États-Unis : la fin d’un cycle ?
Si la première économie mondiale avait tiré son épingle du jeu en 2018, cela ne sera sans doute pas le cas cette année. Avec une croissance de 2,9 % en 2018, contre 2,2 % en 2017, les États-Unis étaient l’un des seuls pays développés l’année dernière à ne pas ralentir. Le taux de chômage a ainsi atteint son plus bas niveau depuis près de 50 ans (à 3,6 % en mai 2019, contre 3,8 % un an plus tôt). Mais la tendance pourrait bientôt basculer, « les États-Unis sont à la fin d’un cycle économique », estime la directrice de conseil en investissement et gestion de portefeuille à Saradar Bank, Nelly Ghazal.
La banque Goldman Sachs avait prévenu, dès novembre 2018, que la croissance américaine allait ralentir « à environ 1,75 %, plus tôt que prévu ». Le FMI, lui, table sur une croissance de 2,3 % cette année et 1,9 % en 2020.

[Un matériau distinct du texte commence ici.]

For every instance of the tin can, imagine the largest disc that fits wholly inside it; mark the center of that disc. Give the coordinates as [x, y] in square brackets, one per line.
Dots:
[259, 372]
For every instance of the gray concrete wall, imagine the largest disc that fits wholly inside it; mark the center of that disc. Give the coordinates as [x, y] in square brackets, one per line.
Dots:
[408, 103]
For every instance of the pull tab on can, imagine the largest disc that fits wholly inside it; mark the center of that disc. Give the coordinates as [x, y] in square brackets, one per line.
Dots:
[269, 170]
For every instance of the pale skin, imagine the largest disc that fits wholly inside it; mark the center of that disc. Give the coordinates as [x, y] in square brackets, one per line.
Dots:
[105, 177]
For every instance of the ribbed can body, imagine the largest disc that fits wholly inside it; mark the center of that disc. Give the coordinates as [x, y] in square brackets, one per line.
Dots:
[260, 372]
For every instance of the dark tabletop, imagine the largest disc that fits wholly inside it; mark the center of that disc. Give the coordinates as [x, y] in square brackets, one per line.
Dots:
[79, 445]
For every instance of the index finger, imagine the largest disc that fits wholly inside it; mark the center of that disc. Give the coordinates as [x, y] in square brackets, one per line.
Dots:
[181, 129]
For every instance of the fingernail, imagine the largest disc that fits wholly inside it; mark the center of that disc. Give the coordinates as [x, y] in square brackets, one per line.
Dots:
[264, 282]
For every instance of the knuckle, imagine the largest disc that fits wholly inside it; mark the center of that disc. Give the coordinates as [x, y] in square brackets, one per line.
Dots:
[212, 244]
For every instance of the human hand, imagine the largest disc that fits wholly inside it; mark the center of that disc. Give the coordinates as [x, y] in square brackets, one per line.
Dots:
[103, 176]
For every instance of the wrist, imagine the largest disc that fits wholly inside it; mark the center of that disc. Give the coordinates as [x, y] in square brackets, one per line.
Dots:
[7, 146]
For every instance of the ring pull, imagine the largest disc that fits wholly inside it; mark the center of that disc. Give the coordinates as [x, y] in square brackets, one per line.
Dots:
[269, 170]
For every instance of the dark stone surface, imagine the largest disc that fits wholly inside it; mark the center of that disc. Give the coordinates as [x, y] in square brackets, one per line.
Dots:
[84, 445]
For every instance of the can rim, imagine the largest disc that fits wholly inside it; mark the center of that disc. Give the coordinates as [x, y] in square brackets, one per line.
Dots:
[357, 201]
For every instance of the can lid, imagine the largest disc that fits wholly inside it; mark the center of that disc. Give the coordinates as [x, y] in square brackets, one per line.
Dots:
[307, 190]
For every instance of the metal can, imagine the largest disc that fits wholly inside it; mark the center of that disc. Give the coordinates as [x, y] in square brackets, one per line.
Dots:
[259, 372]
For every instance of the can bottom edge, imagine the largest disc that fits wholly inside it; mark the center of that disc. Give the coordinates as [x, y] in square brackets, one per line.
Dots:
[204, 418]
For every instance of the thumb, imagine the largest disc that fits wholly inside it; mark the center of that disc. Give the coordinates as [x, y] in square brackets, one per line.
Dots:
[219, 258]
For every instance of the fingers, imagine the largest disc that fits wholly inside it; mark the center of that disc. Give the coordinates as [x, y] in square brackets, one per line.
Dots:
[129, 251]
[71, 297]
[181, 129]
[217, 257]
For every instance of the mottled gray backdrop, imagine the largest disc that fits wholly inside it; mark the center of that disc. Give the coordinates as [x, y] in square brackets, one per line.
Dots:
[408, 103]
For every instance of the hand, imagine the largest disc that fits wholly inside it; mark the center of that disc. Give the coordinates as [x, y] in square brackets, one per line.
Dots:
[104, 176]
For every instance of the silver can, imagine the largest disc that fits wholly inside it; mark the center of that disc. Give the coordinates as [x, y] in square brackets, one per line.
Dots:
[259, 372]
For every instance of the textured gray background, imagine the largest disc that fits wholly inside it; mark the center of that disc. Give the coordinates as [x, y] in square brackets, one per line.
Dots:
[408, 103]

Dans ce contexte, le président de la Fed, Jerome Powell, a changé de ton. Après neuf hausses consécutives des taux directeurs durant ces trois dernières années – de 0,5 % en décembre 2015 à 2,5 % en décembre 2018 –, il a annoncé une pause fin janvier. Le 10 juillet, il a ouvert la voie à une baisse des taux en se disant favorable à une politique monétaire « un peu plus accommodante », car les « incertitudes entourant les perspectives se sont clairement accrues ».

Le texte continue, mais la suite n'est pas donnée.